Experiment Analyzer

Analyze LLM experiment results to identify performance issues and recommend improvements.

Usage

/analyze-experiment <experiment_id>

The experiment_id is: $ARGUMENTS

Available Tools

Use these MCP tools for analysis:

Tool	Purpose
`search_llmobs_spans`	Search for LLM Observability spans matching filters (entry point for trace analysis)
`search_datadog_llmobs_spans`	Retrieve and analyze LLM Observability spans with custom attributes
`get_llmobs_trace`	Get full structure of a trace as a span hierarchy tree
`get_llmobs_span_details`	Get detailed metadata for one or more spans (timing, LLM info, content_info)
`get_llmobs_span_content`	Retrieve actual content of a specific field from a span (input, output, messages, etc.)
`expand_llmobs_spans`	Load children of specific spans in a trace for progressive tree exploration
`find_llmobs_error_spans`	Find all error spans in a trace with propagation context
`get_llmobs_agent_loop`	Get chronological view of an agent's execution loop (decisions, tool calls, LLM calls)
`get_llmobs_experiment_summary`	Get high-level summary of an experiment with pre-computed metric stats
`list_llmobs_experiment_events`	List experiment events with filters, sorting, and pagination
`get_llmobs_experiment_event`	Get full details for a single experiment event (input, output, metrics, dimensions)
`get_llmobs_experiment_metric_values`	Get statistical analysis for a metric, optionally segmented by dimension
`get_llmobs_experiment_dimension_values`	Get unique values for a dimension with counts

Analysis Workflow

Before each action, reason about what you've learned and what to investigate next. This makes the analysis adaptive and transparent.

Reasoning Pattern

For each phase, follow this pattern:

Thought: What do I know? What's surprising? What should I investigate next? Action: Call the appropriate tool Observation: What did it return? What does it mean?
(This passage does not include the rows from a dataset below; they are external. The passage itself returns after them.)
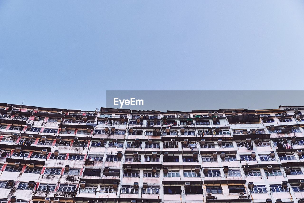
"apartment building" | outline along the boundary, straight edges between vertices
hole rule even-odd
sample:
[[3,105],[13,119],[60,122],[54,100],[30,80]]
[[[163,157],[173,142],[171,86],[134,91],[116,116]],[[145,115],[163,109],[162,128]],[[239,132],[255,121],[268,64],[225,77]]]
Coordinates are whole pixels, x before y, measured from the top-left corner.
[[303,106],[0,103],[0,203],[303,203]]

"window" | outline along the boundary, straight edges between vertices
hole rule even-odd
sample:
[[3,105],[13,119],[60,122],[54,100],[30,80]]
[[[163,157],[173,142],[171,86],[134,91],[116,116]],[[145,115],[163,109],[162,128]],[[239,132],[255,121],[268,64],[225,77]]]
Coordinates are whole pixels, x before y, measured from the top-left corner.
[[75,191],[76,185],[74,184],[60,184],[58,188],[58,192]]
[[292,188],[292,190],[294,192],[304,192],[304,187],[301,186],[299,185],[292,185],[291,187]]
[[43,132],[45,133],[57,133],[58,131],[58,129],[53,128],[44,128]]
[[127,142],[127,148],[141,148],[141,143],[139,141],[128,142]]
[[95,193],[97,191],[97,186],[95,185],[86,184],[85,187],[80,188],[79,192],[85,193]]
[[299,168],[292,168],[290,170],[290,175],[302,175],[303,173]]
[[125,162],[140,162],[140,156],[133,156],[133,155],[126,155],[125,156]]
[[222,160],[223,162],[236,162],[237,157],[235,155],[226,155],[225,157],[222,158]]
[[120,141],[117,142],[110,142],[109,143],[109,147],[123,147],[123,142]]
[[5,168],[5,171],[10,172],[20,172],[21,169],[19,167],[15,167],[13,165],[8,165]]
[[273,119],[268,119],[267,120],[262,120],[263,121],[263,123],[274,123],[275,120]]
[[42,154],[41,152],[33,152],[31,157],[36,158],[46,158],[47,155]]
[[267,188],[265,185],[257,185],[253,186],[251,192],[254,193],[267,193]]
[[215,147],[214,142],[207,142],[204,144],[201,144],[202,148],[214,148]]
[[285,118],[280,119],[280,122],[291,122],[292,119],[291,118]]
[[60,140],[59,142],[56,142],[56,145],[57,146],[64,146],[68,147],[71,145],[71,141],[69,140]]
[[259,155],[260,159],[261,161],[275,161],[275,157],[272,157],[269,154],[260,154]]
[[134,188],[130,186],[122,186],[121,187],[122,194],[133,194],[138,193],[138,189]]
[[15,119],[27,120],[29,119],[29,117],[24,116],[15,116],[14,118]]
[[92,141],[92,143],[91,147],[104,147],[105,146],[104,143],[102,143],[100,141]]
[[57,159],[60,160],[64,160],[67,158],[67,154],[62,154],[60,153],[59,154],[58,156],[55,156],[54,153],[51,154],[50,156],[50,159]]
[[159,170],[156,171],[156,173],[154,173],[151,170],[143,171],[143,177],[159,177]]
[[9,130],[22,130],[24,127],[23,126],[11,126],[9,128]]
[[107,155],[105,161],[109,162],[120,162],[121,161],[121,158],[118,158],[117,155]]
[[39,191],[54,191],[56,187],[56,184],[48,183],[40,183],[37,190]]
[[29,130],[30,132],[33,132],[36,133],[39,133],[40,132],[40,130],[41,130],[41,128],[38,128],[37,127],[32,127],[31,128],[31,130]]
[[206,177],[221,177],[221,173],[219,170],[209,170],[208,173],[205,173]]
[[28,187],[28,183],[25,183],[21,182],[19,183],[17,187],[17,190],[34,190],[34,187]]
[[103,158],[103,154],[89,154],[88,155],[88,158],[93,159],[95,161],[102,161]]
[[267,169],[264,169],[264,171],[266,176],[282,176],[283,173],[279,169],[273,169],[271,171],[268,171]]
[[48,175],[60,175],[61,173],[61,168],[46,168],[44,174]]
[[256,161],[255,157],[251,157],[251,155],[240,155],[241,161],[242,161],[252,162]]
[[292,153],[288,154],[279,154],[278,155],[281,161],[284,160],[295,160],[295,157]]
[[9,188],[9,186],[7,181],[0,180],[0,188]]
[[83,160],[85,158],[84,154],[71,154],[69,155],[69,160]]
[[198,157],[193,157],[193,156],[183,156],[183,162],[193,162],[198,161]]
[[19,152],[14,152],[12,155],[12,156],[18,156],[21,157],[27,157],[29,154],[29,151],[21,151]]
[[57,119],[53,118],[49,118],[49,119],[47,119],[48,122],[55,122],[57,123],[58,121],[58,120]]
[[269,141],[260,141],[258,143],[256,144],[257,147],[269,147],[270,146],[270,143]]
[[44,141],[40,139],[39,140],[39,141],[38,141],[38,142],[37,143],[37,144],[50,146],[53,144],[53,140],[47,140],[46,141]]
[[139,171],[132,170],[132,172],[127,172],[126,170],[123,172],[123,177],[139,177]]
[[217,158],[212,157],[212,156],[202,156],[203,162],[212,162],[217,161]]
[[100,189],[99,191],[100,193],[116,193],[117,189],[113,188],[112,186],[100,186]]
[[272,192],[286,192],[288,191],[288,187],[283,187],[282,185],[269,185]]
[[143,194],[159,194],[159,186],[150,186],[143,189]]
[[206,186],[206,190],[207,193],[215,194],[223,194],[223,190],[220,185],[214,186]]
[[144,161],[145,162],[155,162],[159,161],[159,155],[157,155],[156,157],[153,157],[152,155],[147,156],[144,156]]
[[42,168],[35,167],[35,168],[29,168],[27,166],[26,168],[24,171],[24,173],[34,173],[35,174],[40,174],[41,173]]
[[159,142],[152,142],[151,144],[147,143],[145,145],[145,147],[146,148],[159,148]]
[[194,135],[195,134],[194,131],[192,130],[185,130],[184,132],[181,133],[181,134],[182,135]]
[[164,173],[164,177],[180,177],[180,176],[179,171],[178,170],[168,171],[167,173]]
[[261,171],[259,169],[250,169],[249,171],[246,172],[246,175],[247,176],[261,176]]
[[70,169],[69,171],[65,171],[64,175],[69,176],[78,176],[80,173],[80,169]]
[[184,170],[184,177],[200,177],[201,175],[199,172],[195,172],[193,170]]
Continue until you have enough evidence to write the final report.

Phase 1: Orient

Thought: I need to understand the experiment's structure before diving in. What metrics exist? What dimensions can I segment by? How many events are there?

Action: Call get_experiment_summary(experiment_id)

Observation: Note:

Total events and error count
List of available metrics (classify as exact-match vs rubric/quality)
List of available dimensions
Any immediate red flags (high error rate, missing metrics)

Decision point:

If error_count is high relative to total_events, investigate errors first
If only 1-2 metrics exist, analysis will be simpler
If many dimensions exist, prioritize the most meaningful ones

Phase 2: Measure Overall Performance

Thought: Now I need baseline metrics. Which metrics are most important? Are there obvious failures?
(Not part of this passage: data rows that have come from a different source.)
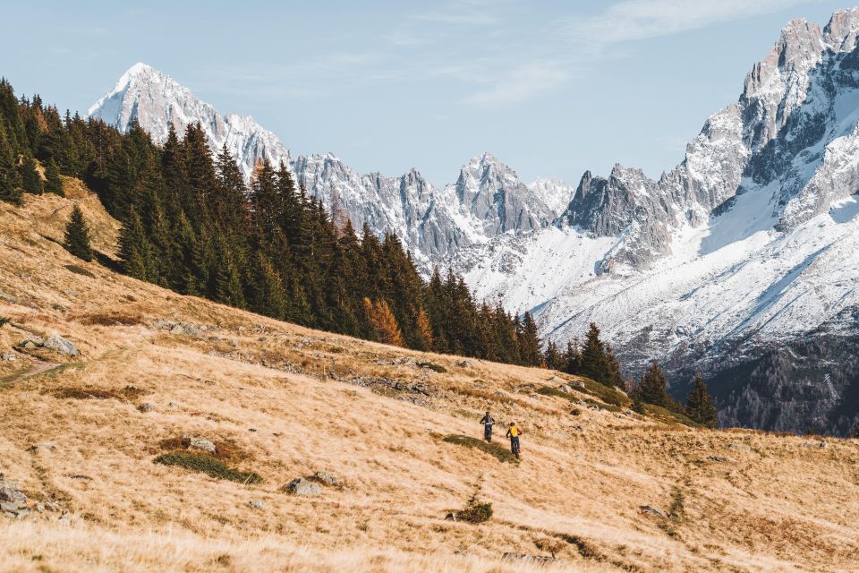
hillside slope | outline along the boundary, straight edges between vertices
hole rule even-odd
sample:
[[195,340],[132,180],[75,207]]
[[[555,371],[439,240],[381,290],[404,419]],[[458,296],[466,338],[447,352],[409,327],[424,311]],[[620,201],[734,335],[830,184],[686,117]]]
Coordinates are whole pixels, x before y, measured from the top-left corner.
[[[66,253],[59,214],[74,201],[109,254],[115,222],[91,196],[0,204],[0,316],[12,320],[0,354],[15,357],[0,361],[0,480],[57,509],[19,519],[0,511],[2,570],[856,567],[855,440],[821,448],[688,428],[625,413],[557,372],[180,296]],[[81,355],[13,349],[52,333]],[[521,463],[445,440],[479,438],[487,408],[523,428]],[[184,451],[183,436],[211,440],[262,483],[153,463]],[[345,487],[313,498],[281,491],[317,471]],[[491,519],[445,520],[475,490]],[[559,560],[538,567],[506,552]]]

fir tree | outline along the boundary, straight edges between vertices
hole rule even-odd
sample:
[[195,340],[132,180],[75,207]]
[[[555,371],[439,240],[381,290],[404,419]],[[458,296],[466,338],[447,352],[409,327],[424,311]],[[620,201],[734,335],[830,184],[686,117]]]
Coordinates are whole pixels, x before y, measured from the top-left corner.
[[668,382],[665,380],[665,374],[662,369],[654,360],[651,364],[651,369],[644,372],[638,388],[635,389],[635,396],[642,402],[669,407],[673,402],[668,397]]
[[0,121],[0,201],[21,203],[21,175],[15,165],[15,153]]
[[63,181],[60,179],[60,170],[54,163],[53,158],[47,160],[47,167],[45,168],[45,192],[65,197],[65,192],[63,191]]
[[72,216],[65,226],[66,250],[79,259],[87,262],[92,261],[92,245],[89,244],[89,226],[83,217],[83,212],[77,205],[72,210]]
[[418,309],[418,317],[415,323],[418,340],[417,349],[431,350],[433,342],[432,326],[430,323],[430,315],[427,314],[427,311],[422,306]]
[[719,426],[719,418],[716,415],[716,406],[710,399],[707,385],[701,375],[695,374],[695,381],[686,397],[685,414],[693,422],[696,422],[708,428]]
[[42,177],[36,170],[36,159],[31,155],[26,156],[21,164],[21,186],[24,192],[33,195],[41,195],[45,191]]
[[606,348],[600,339],[600,329],[593,322],[591,323],[582,348],[580,373],[607,386],[613,383]]

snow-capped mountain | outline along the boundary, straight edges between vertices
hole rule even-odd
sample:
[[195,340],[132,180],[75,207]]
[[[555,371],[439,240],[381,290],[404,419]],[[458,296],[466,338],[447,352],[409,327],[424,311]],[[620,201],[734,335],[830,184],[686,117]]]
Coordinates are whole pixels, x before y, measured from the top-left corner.
[[844,430],[859,406],[857,35],[859,9],[791,21],[677,167],[585,173],[555,227],[454,266],[478,296],[535,309],[548,338],[592,321],[633,372],[702,370],[727,423]]
[[181,133],[200,122],[212,150],[225,144],[247,180],[261,159],[276,165],[284,161],[309,193],[331,212],[348,216],[356,229],[367,224],[380,235],[395,233],[425,271],[460,247],[550,226],[572,195],[570,187],[558,181],[523,184],[489,153],[469,161],[456,183],[443,189],[433,187],[416,169],[398,177],[361,175],[331,153],[293,158],[252,118],[222,115],[145,64],[123,74],[89,115],[122,131],[137,121],[157,142],[166,141],[171,124]]
[[630,373],[658,359],[680,394],[702,370],[724,423],[843,432],[859,417],[857,36],[859,9],[822,30],[789,22],[680,165],[658,180],[586,172],[574,189],[525,184],[489,154],[442,189],[416,170],[292,158],[251,120],[228,122],[140,64],[90,115],[120,129],[137,119],[156,139],[169,121],[200,121],[246,175],[282,158],[332,212],[395,233],[479,298],[533,311],[545,338],[564,344],[595,321]]
[[252,117],[222,115],[175,80],[145,64],[129,68],[87,115],[123,132],[136,120],[158,143],[166,141],[171,124],[181,136],[189,124],[200,122],[212,150],[217,151],[226,145],[237,158],[245,178],[260,159],[274,165],[289,160],[289,150]]

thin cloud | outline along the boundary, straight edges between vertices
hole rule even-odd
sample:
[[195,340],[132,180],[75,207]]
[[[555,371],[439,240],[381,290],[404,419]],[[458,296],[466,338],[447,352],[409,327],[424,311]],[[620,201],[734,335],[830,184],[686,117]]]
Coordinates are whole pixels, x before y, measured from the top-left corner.
[[557,62],[530,62],[516,66],[488,90],[463,99],[472,106],[507,106],[554,90],[570,79],[570,73]]
[[777,12],[812,0],[625,0],[569,23],[571,39],[605,45],[669,36]]
[[440,9],[416,14],[415,20],[460,26],[492,26],[499,24],[498,2],[487,0],[457,0]]

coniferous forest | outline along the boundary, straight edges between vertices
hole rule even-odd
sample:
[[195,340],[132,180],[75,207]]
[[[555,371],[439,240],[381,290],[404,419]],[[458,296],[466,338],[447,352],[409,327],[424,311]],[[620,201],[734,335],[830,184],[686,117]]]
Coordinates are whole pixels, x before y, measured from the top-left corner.
[[[62,195],[61,175],[81,179],[122,223],[122,269],[140,280],[322,330],[625,386],[595,324],[581,345],[543,349],[529,312],[475,301],[451,271],[424,280],[395,235],[335,223],[283,164],[262,163],[247,185],[226,149],[210,151],[199,124],[181,135],[171,127],[159,146],[134,123],[122,133],[100,120],[61,116],[38,96],[17,98],[0,80],[0,201]],[[65,244],[84,260],[94,254],[79,210]],[[689,411],[715,423],[702,382],[693,394]],[[634,395],[683,409],[655,363]]]
[[[35,174],[36,160],[47,181]],[[79,177],[123,224],[128,275],[304,326],[419,350],[540,365],[532,317],[478,304],[438,270],[421,278],[393,235],[336,225],[284,165],[259,166],[246,185],[199,125],[163,146],[132,124],[61,116],[0,83],[0,199],[62,193]]]

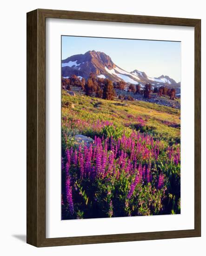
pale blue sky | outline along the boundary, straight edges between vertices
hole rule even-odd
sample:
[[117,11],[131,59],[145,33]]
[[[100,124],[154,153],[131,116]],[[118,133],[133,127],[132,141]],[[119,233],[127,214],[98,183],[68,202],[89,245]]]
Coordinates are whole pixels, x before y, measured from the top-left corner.
[[62,59],[89,50],[103,52],[128,72],[137,69],[151,77],[164,74],[181,80],[181,42],[62,36]]

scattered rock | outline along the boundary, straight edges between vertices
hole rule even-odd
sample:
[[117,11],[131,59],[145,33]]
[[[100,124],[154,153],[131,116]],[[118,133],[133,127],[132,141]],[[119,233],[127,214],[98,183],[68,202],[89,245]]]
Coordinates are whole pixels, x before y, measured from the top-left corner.
[[72,91],[67,91],[67,93],[69,94],[69,95],[71,95],[71,96],[76,96],[75,94]]
[[88,146],[91,143],[93,143],[93,141],[91,138],[81,134],[78,134],[74,136],[74,144],[77,145],[84,144]]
Action: For each metric, call get_metric_values(experiment_id, metric_label)

Observation: For each metric, record:

For boolean metrics: True/False/Empty counts -> calculate pass rate
For numeric metrics: mean, min, max, distribution shape
Flag any metric with pass rate < 90% or high variance

Decision point:

If all metrics show >95% pass rate -> analysis may be brief, focus on edge cases
If a metric has <70% pass rate -> this is a primary investigation target
If metrics conflict (one good, one bad) -> investigate the relationship

Phase 3: Segment and Discover Patterns

Thought: Overall metrics hide segment-level problems. Which dimensions might explain failures? Let me check each dimension's distribution first, then segment the worst-performing metric by each dimension.

Action: For each dimension:

get_unique_dimension_values(experiment_id, dimension_key) -> see distribution
get_metric_values(experiment_id, metric_label, segment_by_dimension=dimension_key) -> see performance by segment

Observation: For each dimension, note:

Number of unique values and their frequencies
Which segments perform worse than overall average
Any segments with surprisingly good or bad performance

Decision point:

If a segment has <50% of overall pass rate -> high priority deep dive
If segment has high impact (many events) AND low performance -> highest priority
If dimension has only 1-2 values -> may not be useful for segmentation
Rank segments by: Priority = (1 - segment_pass_rate) x segment_count

Phase 4: Deep Dive into Problem Segments

Thought: I've identified the worst segments. Now I need to understand WHY they fail. Let me pull specific failing events and examine them.

For each top problem segment (limit to top 3-5):

Action:

get_events(experiment_id, filter_dimension_key=X, filter_dimension_value=Y, filter_metric_label=Z, filter_metric_value=false, limit=5) -> get failing event IDs
get_event_by_id(experiment_id, event_id) -> examine 2-3 failures in detail

Observation: For each failing event, note:

What was the input/context?
What did the model output?
What was expected?
What specifically went wrong? (schema error, wrong value, missing field, logic error)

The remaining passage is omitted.